3. Fire-places with hollow backs, hearths, and jams of iron (described by M. Gauger, in his tract entitled, La Mechanique de Feu) for warming the air as it comes into the room.

4. The Holland stoves, with iron doors opening into the room.

5. The German stoves, which have no opening in the room where they are used, but the fire is put in from some other room, or from without.

6. Iron pots, with open charcoal fires, placed in the middle of a room.

1. The first of these methods has generally the conveniency of two warm seats, one in each corner; but they are sometimes too hot to abide in, and, at other times, incommoded with the smoke; there is likewise good room for the cook to move, to hang on pots, &c. Their inconveniencies are, that they almost always smoke, if the door be not left open; that they require a large funnel, and a large funnel carries off a great quantity of air, which occasions what is called a strong draft to the chimney, without which strong draft the smoke would come out of some part or other of so large an opening, so that the door can seldom be shut; and the cold air so nips the backs and heels of those that sit before the fire, that they have no comfort till either screens or settles are provided (at a considerable expence) to keep it off, which both cumber the room, and darken the fire-side.

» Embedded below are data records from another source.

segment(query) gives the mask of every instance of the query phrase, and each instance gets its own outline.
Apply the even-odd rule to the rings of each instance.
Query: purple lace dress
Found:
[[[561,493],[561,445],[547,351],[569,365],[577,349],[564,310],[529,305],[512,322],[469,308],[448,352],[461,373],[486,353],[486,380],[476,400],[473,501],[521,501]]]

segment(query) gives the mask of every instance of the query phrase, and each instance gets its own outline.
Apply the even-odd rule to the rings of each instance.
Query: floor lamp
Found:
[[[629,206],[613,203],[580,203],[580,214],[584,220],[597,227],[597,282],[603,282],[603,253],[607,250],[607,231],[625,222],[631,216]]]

A moderate quantity of wood on the fire, in so large a hearth, seems but little; and, in so strong and cold a draught, warms but little; so that people are continually laying on more. In short, it is next to impossible to warm a room with such a fire-place: and I suppose our ancestors never thought of warming rooms to sit in; all they purposed was, to have a place to make a fire in, by which they might warm themselves when cold.

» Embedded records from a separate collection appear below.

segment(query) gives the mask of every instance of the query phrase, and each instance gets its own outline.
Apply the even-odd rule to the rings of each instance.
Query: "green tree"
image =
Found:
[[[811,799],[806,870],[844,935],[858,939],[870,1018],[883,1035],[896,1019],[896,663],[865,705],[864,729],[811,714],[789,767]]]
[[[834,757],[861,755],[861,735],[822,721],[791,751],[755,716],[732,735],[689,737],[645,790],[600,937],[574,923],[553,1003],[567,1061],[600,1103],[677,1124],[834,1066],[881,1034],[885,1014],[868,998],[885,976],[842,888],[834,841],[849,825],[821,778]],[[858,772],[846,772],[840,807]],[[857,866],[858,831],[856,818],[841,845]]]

2. Most of these old-fashioned chimneys in towns and cities, have been, of late years, reduced to the second sort mentioned, by building jambs within them, narrowing the hearth, and making a low arch or breast. It is strange, methinks, that though chimneys have been so long in use, their construction should be so little understood till lately, that no workman pretended to make one which should always carry off all smoke, but a chimney-cloth was looked upon as essential to a chimney. This improvement, however, by small openings and low breasts, has been made in our days; and success in the first experiments has brought it into general use in cities, so that almost all new chimneys are now made of that sort, and much fewer bricks will make a stack of chimneys now than formerly. An improvement, so lately made, may give us room to believe, that still farther improvements may be found to remedy the inconveniencies yet remaining. For these new chimneys, though they keep rooms generally free from smoke, and, the opening being contracted, will allow the door to be shut, yet the funnel still requiring a considerable quantity of air, it rushes in at every crevice so strongly, as to make a continual whistling or howling; and it is very uncomfortable, as well as dangerous, to sit against any such crevice. Many colds are caught from this cause only, it being safer to sit in the open street, for then the pores do all close together, and the air does not strike so sharply against any particular part of the body.

The Spaniards have a proverbial saying,

If the wind blows on you through a hole,

Make your will, and take care of your soul.